Красоту Вольтер понимает двояко: как идеал, которым проверяет себя вкус («о вкусах не спорят» именно потому, что слишком бесспорен идеал красоты для хорошего вкуса), но и как результат развития человечества, которое придумывает себе красоту так же, как придумывает истоки своей истории. Вольтер, как и Кант, видит в умении полагать начало истории ту особую манифестацию социальных навыков, которая и ведет к лучшей социальной организации; только если в учении Канта эта социальная организация называется «вечным миром», то в учении Вольтера – красотой. Существуют хранители красоты и вкуса – особенно образованные люди, как в политике есть хранители мира, а в экономике – хранители финансов. Также вкус может портиться, как могут портиться международные отношения или доверие в области финансовых операций, – и как в таких случаях множатся шпионаж или фальшивая монета, так и при утрате вкуса множатся уродливые произведения. Для Вольтера важно было создать всеевропейскую или даже всемирную интеллектуальную биржу, которая позволяет проводить только правильные операции – говоря новейшим языком инновационных финансов, он научил всех заниматься майнингом интеллектуальной криптовалюты; и каждый писатель после Вольтера, как бы он ни относился к Вольтеру, содержал свою ферму майнинга, превращая любой литературный сюжет в функционирующее производство ценностей.

Стиль Вольтера – по преимуществу энциклопедический стиль, ставший отличительным знаком эпохи Просвещения; в некотором смысле, создавший эту эпоху. Этот стиль в начале ХХ века нашел творческое продолжение в философском словаре Лаланда, а в начале XXI века – в философском словаре непереводимостей Кассен. Словарная статья соединяет тогда постоянное переизобретение истоков: что должно было значить слово изначально, как оно должно было работать исходя из собственной минимальной данности, – с пространными экскурсами, как при столкновении с современностью это понятие развертывает собственные сюжеты, с которыми уже потом приходится иметь дело другим философам. Просвещение – это всегда не только пропагандистский, но и образовательный проект сотрудничества: выяснение того, как философы разного характера могут увидеть один и тот же здравый смысл необычного сюжета.

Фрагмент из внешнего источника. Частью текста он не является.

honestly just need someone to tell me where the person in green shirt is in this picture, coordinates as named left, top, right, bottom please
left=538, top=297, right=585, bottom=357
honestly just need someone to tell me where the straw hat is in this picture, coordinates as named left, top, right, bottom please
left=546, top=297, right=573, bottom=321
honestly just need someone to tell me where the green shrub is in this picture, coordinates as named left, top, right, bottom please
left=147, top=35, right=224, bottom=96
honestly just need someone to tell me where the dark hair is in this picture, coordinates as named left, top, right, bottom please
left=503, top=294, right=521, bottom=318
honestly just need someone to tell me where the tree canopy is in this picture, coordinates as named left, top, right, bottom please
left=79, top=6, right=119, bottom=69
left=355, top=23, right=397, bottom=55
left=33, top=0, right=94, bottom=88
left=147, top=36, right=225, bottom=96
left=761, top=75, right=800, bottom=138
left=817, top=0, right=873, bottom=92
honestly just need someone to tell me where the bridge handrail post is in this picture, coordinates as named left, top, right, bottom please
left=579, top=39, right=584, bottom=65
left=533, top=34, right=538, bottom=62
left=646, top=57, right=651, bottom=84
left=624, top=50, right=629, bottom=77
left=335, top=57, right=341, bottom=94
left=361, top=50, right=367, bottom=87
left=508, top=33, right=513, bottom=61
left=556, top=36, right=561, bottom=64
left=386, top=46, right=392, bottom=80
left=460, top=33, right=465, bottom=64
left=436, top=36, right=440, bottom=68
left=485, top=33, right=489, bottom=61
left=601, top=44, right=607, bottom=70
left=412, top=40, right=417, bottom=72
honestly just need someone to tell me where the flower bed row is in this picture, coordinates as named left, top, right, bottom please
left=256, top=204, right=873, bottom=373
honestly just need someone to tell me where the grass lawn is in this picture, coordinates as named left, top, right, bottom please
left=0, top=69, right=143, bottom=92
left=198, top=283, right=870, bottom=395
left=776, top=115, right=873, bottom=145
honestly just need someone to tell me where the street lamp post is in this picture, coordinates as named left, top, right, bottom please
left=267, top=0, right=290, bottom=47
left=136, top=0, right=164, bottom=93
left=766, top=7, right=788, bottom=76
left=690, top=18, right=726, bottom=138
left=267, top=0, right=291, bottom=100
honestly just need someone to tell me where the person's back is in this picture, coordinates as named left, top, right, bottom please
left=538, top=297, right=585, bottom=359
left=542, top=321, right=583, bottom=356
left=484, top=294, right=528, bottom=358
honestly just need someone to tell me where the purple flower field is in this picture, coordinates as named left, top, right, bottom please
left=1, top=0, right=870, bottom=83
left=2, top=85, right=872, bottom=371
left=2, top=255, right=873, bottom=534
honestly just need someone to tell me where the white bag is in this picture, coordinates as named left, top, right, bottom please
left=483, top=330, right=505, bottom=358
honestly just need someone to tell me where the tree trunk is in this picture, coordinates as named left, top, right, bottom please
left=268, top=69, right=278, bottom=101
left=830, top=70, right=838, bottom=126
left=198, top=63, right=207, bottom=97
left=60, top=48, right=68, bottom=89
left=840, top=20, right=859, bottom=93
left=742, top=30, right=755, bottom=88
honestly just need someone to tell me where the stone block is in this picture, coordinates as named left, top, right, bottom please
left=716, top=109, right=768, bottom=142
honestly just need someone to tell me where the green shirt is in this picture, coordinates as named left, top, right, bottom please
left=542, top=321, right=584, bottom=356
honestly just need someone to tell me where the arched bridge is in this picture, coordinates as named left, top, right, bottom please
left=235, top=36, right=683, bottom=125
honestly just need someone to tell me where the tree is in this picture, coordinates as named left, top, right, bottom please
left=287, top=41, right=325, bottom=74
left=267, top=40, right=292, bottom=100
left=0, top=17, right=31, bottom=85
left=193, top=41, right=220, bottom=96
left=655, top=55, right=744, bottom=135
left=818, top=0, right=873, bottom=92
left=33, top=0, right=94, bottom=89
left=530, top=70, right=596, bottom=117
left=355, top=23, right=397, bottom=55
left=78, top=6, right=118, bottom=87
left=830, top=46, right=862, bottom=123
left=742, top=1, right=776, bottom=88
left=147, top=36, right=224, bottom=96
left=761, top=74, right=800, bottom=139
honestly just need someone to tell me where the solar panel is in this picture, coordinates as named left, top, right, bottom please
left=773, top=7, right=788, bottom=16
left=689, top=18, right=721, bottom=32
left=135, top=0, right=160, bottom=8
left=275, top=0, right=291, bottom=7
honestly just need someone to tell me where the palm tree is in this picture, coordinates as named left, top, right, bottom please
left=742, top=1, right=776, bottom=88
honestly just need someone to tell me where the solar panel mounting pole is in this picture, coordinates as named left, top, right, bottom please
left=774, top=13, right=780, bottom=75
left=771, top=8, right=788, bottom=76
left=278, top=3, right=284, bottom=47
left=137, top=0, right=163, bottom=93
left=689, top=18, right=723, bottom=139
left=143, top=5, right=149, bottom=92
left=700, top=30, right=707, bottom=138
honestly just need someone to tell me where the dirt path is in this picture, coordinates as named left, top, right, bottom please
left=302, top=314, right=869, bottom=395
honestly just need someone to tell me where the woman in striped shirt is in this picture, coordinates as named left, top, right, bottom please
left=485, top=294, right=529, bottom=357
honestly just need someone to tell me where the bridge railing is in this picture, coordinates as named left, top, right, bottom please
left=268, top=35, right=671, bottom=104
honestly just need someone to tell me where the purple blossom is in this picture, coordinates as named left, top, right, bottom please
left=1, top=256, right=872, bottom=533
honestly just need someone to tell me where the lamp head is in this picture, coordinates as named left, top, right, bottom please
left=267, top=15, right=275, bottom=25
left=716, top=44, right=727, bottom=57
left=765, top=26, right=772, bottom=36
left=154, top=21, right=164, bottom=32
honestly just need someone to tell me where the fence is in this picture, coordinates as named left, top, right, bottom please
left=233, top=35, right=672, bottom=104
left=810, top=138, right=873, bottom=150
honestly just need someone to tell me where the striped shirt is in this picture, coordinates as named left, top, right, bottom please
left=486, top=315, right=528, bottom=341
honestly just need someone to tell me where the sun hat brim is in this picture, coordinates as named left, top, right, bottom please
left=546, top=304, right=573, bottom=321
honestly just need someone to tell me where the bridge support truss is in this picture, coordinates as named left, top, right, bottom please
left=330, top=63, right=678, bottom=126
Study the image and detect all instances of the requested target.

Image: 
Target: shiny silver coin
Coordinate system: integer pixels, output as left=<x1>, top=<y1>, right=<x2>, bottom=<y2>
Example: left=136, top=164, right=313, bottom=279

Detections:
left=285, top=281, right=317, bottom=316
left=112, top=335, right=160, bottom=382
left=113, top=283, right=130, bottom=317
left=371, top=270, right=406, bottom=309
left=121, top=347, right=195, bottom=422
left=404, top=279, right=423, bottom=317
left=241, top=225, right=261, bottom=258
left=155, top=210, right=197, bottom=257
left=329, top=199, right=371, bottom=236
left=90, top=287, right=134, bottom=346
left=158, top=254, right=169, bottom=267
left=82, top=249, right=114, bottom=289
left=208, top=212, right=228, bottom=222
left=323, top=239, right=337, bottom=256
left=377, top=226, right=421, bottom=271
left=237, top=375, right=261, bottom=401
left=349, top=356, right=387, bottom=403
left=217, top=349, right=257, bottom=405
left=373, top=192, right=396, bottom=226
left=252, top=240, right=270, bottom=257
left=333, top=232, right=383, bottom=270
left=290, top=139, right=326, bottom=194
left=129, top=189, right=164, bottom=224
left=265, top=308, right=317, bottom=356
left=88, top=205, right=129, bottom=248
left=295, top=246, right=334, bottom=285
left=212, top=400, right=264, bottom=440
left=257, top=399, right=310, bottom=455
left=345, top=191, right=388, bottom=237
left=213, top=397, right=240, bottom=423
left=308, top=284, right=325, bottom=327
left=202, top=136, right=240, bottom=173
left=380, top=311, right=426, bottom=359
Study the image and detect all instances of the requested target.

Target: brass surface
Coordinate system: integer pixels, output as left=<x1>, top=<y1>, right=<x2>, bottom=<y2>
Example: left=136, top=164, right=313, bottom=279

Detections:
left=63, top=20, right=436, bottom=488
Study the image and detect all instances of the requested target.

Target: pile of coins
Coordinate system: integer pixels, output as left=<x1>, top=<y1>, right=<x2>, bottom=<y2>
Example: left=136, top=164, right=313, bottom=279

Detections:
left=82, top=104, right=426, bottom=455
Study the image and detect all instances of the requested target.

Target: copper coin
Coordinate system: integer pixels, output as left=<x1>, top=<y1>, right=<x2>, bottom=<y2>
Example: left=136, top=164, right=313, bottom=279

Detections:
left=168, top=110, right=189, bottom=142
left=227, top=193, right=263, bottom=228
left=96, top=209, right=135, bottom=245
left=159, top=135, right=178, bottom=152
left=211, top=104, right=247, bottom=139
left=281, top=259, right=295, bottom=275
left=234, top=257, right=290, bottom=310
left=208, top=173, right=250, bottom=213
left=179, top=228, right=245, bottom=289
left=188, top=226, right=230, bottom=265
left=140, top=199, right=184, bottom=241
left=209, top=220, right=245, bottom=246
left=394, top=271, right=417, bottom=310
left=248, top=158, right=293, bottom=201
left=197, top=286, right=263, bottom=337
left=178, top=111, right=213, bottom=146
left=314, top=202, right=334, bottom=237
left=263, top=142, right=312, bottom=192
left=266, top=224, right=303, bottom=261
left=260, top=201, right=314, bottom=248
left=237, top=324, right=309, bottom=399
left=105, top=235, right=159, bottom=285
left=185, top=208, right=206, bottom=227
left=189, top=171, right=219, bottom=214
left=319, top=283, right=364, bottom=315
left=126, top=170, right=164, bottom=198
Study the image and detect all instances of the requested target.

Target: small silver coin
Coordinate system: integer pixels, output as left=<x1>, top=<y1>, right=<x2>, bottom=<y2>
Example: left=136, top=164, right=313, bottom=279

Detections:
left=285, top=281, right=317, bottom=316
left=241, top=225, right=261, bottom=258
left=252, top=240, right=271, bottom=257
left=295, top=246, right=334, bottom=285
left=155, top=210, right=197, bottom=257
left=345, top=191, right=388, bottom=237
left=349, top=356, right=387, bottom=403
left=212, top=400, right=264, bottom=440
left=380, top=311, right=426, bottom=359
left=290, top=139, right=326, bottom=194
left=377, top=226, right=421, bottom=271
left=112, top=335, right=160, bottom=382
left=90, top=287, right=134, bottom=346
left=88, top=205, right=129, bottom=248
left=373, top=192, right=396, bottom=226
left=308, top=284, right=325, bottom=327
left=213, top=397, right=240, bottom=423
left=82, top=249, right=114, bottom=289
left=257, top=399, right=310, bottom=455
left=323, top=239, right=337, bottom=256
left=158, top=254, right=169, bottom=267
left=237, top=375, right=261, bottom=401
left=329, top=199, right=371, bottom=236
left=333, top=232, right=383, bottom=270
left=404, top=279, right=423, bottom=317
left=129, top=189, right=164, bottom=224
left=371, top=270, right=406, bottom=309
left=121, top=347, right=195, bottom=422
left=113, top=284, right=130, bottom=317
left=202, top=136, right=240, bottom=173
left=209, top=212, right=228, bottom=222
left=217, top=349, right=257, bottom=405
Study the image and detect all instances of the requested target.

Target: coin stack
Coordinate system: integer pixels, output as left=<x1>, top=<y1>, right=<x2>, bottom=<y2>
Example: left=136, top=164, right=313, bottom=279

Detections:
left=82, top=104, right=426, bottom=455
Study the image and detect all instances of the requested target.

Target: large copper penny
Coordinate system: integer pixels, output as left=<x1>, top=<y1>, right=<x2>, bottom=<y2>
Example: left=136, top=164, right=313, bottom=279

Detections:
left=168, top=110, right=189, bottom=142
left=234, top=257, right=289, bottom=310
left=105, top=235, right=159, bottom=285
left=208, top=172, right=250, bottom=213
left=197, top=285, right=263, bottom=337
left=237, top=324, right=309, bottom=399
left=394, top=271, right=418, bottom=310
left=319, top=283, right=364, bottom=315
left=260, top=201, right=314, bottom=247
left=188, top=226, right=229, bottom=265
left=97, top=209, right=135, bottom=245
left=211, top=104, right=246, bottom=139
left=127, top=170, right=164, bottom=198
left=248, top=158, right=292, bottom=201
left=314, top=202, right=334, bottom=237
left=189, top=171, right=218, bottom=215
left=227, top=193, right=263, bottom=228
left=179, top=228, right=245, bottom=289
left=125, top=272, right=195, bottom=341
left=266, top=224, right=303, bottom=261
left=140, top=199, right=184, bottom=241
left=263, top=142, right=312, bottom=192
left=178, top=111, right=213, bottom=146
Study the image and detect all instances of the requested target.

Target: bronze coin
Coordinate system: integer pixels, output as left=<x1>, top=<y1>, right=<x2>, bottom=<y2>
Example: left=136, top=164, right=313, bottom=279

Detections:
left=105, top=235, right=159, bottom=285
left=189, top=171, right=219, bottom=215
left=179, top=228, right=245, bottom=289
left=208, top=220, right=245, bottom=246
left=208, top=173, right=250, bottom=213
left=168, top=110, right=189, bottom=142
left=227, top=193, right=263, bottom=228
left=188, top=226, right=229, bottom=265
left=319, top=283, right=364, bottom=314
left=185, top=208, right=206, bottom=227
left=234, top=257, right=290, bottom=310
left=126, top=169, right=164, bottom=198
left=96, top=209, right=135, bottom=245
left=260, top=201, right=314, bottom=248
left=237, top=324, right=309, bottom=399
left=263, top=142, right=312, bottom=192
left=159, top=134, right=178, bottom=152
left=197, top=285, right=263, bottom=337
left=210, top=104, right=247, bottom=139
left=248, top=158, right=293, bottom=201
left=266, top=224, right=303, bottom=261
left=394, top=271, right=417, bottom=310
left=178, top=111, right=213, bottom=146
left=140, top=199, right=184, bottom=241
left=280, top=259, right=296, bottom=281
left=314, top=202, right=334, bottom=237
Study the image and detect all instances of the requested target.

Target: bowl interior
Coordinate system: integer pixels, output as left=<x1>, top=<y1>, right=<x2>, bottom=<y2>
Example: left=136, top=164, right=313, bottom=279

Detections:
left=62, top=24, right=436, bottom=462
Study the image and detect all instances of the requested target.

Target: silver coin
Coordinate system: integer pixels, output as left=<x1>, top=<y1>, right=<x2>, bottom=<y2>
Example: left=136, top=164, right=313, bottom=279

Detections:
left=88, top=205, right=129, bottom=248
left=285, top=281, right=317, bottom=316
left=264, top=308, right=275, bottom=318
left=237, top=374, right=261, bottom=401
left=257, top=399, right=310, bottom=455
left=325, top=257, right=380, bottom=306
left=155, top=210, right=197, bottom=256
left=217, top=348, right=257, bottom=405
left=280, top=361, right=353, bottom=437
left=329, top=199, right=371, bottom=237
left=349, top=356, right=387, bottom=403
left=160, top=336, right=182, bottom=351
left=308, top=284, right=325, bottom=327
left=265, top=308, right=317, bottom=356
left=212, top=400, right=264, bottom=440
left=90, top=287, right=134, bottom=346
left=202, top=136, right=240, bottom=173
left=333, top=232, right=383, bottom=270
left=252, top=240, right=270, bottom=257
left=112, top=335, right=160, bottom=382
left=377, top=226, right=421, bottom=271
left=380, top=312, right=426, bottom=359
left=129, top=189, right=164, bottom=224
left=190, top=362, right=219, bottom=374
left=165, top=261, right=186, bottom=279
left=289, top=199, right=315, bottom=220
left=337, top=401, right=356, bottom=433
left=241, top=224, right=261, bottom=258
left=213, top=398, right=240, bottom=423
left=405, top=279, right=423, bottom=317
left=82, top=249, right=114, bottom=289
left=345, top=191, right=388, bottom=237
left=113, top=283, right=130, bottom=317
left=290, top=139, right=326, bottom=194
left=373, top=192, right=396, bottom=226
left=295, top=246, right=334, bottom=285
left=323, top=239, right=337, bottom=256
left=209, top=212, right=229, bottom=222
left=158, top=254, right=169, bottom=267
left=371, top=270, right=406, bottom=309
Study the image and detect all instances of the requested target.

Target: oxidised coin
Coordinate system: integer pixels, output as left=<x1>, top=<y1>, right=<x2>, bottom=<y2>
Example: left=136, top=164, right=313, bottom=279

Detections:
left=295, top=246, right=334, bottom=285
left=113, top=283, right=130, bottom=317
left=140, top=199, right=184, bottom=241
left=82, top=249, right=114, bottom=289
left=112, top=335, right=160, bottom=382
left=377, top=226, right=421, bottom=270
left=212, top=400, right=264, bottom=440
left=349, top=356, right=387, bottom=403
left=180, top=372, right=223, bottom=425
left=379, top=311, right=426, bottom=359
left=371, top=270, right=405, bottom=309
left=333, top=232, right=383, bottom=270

Вольтер остается для нас одним из примеров того, как можно квалифицированно, используя данные различных языков, говорить о законах природы и искусства. Как можно, не сводя дело к отдельным примерам и доказательствам, видеть, как работают одни и те же принципы в разных странах и разные эпохи. Как можно, неспешно рассуждая о самом существенном, самом увлекающем в искусстве, воспитывать в себе чувствительность, ведущую к действию – очищению и преображению природы. «И славен буду я, доколь в подлунном мире / Жив будет хоть один пиит». Вольтер бы сказал, что он будет жив, пока жив хоть один человек, умеющий по-хозяйски распоряжаться словами, не как ближайшими заплатами для мысли или рычагами для действия, но как словами идеального интеллектуального хозяйства, идеального институционального понимания искусства, такого, что правители сразу научатся должным управленческим решениям. Что-то в писаниях Вольтера для нас уже избыточно; но сталкиваясь с новыми принципами управления, с технологиями дискуссий, с обустройством сетей взаимодействий, мы замечаем лукавую улыбку Вольтера над всем этим. Вольтер требует от нас работать увлекательно, но не слишком увлекаться достигнутым.

Загрузка...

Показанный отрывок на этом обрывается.